Experto en seguridad asegura que con el ERTMS activo en el tren no se habría producido el accidente de Angrois

Accidente de un tren Alvia en Angrois (Santiago) el 24 de julio de 2013
EUROPA PRESS - Archivo
Actualizado 10/10/2018 21:11:10 CET

MADRID, 10 (EUROPA PRESS)

El doctor en Ciencias Físicas y experto en el Sistema Europeo de Gestión del Tráfico Ferroviario (ERTMS) Jaime Tamarit ha garantizado que en el caso de que este sistema de seguridad hubiese estado conectado a bordo del tren accidentado en el barrio compostelano de Angrois en 2013, el siniestro no se habría producido.

En la comisión de investigación sobre este accidente en el Congreso, Tamarit ha explicado que en el momento de la transición del sistema ERTMS al sistema de Anuncio de Señales y Frenado Automático (ASFA) digital, habría saltado un aviso de reconocimiento que requeriría la asunción explícita por parte del maquinista de que el tren entraba en un nivel inferior de seguridad para el que es necesaria su supervisión. Según él, en caso de ser desoído este aviso, el tren se habría detenido.

Por ello, al contrario de lo que han dicho hasta el momento en la comisión otros comparecientes, considera que es una causa subyacente del accidente que el sistema ERTMS no estuviese activo en el tren, a pesar de que este no estuviese instalado en la vía en el tramo de la curva de A Grandeira y la entrada a Santiago, donde descarriló el vehículo.
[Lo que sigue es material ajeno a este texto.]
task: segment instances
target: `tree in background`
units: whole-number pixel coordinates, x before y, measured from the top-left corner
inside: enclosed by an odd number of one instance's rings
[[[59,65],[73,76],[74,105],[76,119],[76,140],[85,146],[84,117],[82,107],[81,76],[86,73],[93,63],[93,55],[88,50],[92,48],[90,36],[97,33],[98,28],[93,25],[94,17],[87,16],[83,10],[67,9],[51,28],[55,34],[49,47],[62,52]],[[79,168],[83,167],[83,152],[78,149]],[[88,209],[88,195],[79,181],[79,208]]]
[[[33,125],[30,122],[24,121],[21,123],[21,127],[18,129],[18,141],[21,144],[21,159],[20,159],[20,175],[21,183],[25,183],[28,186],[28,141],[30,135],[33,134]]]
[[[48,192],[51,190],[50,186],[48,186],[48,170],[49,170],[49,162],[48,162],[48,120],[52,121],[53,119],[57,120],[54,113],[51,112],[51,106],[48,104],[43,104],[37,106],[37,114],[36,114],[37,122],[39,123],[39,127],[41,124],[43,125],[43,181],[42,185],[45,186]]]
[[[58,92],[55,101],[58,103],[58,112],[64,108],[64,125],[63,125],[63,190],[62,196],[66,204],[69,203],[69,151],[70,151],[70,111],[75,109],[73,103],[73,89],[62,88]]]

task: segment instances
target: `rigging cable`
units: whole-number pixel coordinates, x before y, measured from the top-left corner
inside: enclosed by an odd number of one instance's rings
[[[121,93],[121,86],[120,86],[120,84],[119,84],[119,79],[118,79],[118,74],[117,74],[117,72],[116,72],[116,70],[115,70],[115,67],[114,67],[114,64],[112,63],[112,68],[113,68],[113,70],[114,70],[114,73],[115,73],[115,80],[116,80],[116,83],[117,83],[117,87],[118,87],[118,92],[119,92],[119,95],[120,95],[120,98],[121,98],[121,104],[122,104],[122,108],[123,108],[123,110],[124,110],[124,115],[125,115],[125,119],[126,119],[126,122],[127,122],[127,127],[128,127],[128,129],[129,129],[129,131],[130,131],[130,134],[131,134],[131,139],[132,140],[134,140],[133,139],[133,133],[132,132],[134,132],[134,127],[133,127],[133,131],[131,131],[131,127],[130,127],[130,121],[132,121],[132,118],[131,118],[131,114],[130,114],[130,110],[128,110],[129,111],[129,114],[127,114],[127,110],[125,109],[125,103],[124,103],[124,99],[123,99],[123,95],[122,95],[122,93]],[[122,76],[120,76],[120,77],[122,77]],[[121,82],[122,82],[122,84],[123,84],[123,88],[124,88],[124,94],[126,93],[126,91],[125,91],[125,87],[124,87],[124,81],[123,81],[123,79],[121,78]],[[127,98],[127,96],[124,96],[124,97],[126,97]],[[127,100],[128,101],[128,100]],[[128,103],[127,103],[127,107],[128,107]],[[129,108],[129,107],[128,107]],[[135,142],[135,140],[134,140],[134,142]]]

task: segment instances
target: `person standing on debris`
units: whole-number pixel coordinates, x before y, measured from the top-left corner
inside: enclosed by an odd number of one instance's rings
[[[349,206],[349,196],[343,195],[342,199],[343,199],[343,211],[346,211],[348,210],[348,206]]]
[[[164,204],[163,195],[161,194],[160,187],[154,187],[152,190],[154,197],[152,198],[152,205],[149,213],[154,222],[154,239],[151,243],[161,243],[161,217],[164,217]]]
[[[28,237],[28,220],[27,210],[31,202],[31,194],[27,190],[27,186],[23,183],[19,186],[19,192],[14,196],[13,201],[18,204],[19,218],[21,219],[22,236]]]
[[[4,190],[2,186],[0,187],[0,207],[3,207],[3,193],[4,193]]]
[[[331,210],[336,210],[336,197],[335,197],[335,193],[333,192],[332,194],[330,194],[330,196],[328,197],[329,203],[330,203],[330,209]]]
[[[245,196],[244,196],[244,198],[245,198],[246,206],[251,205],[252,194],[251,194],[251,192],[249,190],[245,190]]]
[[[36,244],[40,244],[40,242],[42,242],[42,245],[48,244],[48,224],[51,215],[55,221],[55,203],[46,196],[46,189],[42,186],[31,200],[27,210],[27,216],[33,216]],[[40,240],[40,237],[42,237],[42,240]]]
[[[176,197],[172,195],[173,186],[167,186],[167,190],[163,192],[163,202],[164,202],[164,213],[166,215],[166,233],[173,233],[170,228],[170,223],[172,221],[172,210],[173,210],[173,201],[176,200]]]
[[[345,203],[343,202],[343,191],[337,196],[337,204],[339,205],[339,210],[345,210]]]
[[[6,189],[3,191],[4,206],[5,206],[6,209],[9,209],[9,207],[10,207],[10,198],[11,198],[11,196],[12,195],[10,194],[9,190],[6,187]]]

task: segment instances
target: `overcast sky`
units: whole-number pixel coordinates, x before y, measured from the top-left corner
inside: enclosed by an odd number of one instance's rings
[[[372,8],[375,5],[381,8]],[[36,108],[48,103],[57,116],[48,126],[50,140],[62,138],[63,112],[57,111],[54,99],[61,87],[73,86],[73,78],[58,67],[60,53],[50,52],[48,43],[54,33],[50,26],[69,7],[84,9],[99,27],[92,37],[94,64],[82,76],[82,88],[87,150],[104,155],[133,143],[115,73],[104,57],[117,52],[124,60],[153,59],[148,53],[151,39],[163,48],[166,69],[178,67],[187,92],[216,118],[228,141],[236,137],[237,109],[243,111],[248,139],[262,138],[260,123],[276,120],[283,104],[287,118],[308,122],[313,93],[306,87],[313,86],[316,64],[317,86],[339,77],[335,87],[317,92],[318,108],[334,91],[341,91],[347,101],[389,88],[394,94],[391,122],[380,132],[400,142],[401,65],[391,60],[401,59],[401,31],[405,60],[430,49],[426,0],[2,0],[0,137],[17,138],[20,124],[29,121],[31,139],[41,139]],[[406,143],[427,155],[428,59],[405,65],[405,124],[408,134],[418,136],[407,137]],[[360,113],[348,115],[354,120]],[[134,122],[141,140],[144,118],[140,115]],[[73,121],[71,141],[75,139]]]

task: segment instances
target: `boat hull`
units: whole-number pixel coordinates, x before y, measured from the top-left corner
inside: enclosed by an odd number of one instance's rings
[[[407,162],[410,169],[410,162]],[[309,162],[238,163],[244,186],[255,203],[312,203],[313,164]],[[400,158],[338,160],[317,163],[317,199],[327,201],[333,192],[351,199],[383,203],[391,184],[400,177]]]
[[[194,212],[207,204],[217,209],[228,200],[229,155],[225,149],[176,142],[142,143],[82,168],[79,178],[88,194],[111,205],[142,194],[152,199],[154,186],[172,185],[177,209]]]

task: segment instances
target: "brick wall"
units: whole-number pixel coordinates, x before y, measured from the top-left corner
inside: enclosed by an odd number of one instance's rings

OTROS COMPARECIENTES TIENEN "MIEDO"

Preguntado por la comparecencia de la también experta en ERTMS Beatriz Sierra, en la que sostuvo que el sistema ASFA era tan seguro como el ERTMS siempre y cuando no se superasen los 200 kilómetros por hora en la circulación, Tamarit ha afirmado: "Vi esa comparecencia y opino que la gente tiene miedo. Yo estoy jubilado; estoy libre".

Eso sí, aunque se ha mostrado partidario de "analizar más", ha rechazado valorar si la Comisión de Investigación de Accidentes Ferroviarios (CIAF) debería reabrir la investigación del accidente del Alvia en Santiago.

Entre los principales factores del accidente, el también profesor en la Universidad Politécnica de Madrid ha destacado la modificación del proyecto inicial, que supuso que el último tramo de la línea --en la curva de entrada a Santiago-- se quedase sin ERTMS en vía; la ya mencionada desconexión de este sistema a bordo de los trenes; y la distracción del maquinista por "una llamada de servicio intempestiva".

"No es difícil imaginar que el maquinista se desorientara", ha apuntado antes de asegurar: "Si el sistema ERTMS hubiera estado en servicio, este accidente nunca hubiera ocurrido".

SOLUCIÓN "TAN SENCILLA" COMO CAMBIAR UN TELEGRAMA

Según él, las pruebas del funcionamiento del ERTMS se realizaron con el tren entrando en la curva a una velocidad de 78 kilómetros por hora. No obstante, el cuadro de velocidades posterior marcaba que el tren tomase la curva a 90 kilómetros por hora y esto provocaba que se perdiese una baliza, se detectase un fallo de seguridad y se detuviese el vehículo --lo que provocaba retrasos en la línea--.

Tal y como ha detallado Tamarit en su comparecencia, la solución era "tan sencilla" como "cambiar un telegrama" y programar en el sistema ERTMS una velocidad de 80 kilómetros por hora para el momento de la transición a ASFA, es decir, momentos antes de la curva de A Grandeira.

Retomando las palabras de Sierra, Tamarit ha recordado que el sistema ERTMS solo tiene una tasa de error de un fallo cada mil millones de horas, por el fallo cada mil horas que registra ASFA. "Estamos hablando de dos sistemas seguros, pero la diferencia de seguridad es de 1.000.000 de veces", ha defendido.

Asimismo, ha lamentado que no se emplee el laboratorio del CEDEX para incrementar el número de pruebas que se realizan y ha garantizado que las simulaciones de este laboratorio equivalen con resultados "idénticos" a un viaje por la vía. El experto en ERTMS ha dicho que el del CEDEX es "el mejor laboratorio del mundo" y ha puesto como ejemplo la línea de alta velocidad París-Lyon, que sí probó la instalación del ERTMS con simulaciones en este laboratorio español.

Ha negado que el tren S730 o el exceso de peso del mismo estuviesen relacionados con el siniestro, y ha limitado el problema al exceso de velocidad y la desconexión del ERTMS. Según ha concluido, ante los problemas del sistema embarcado en el tren podían tomarse dos decisiones: o reducir la velocidad de entrada en la curva o cambiar al sistema ASFA con la consiguiente reducción de seguridad.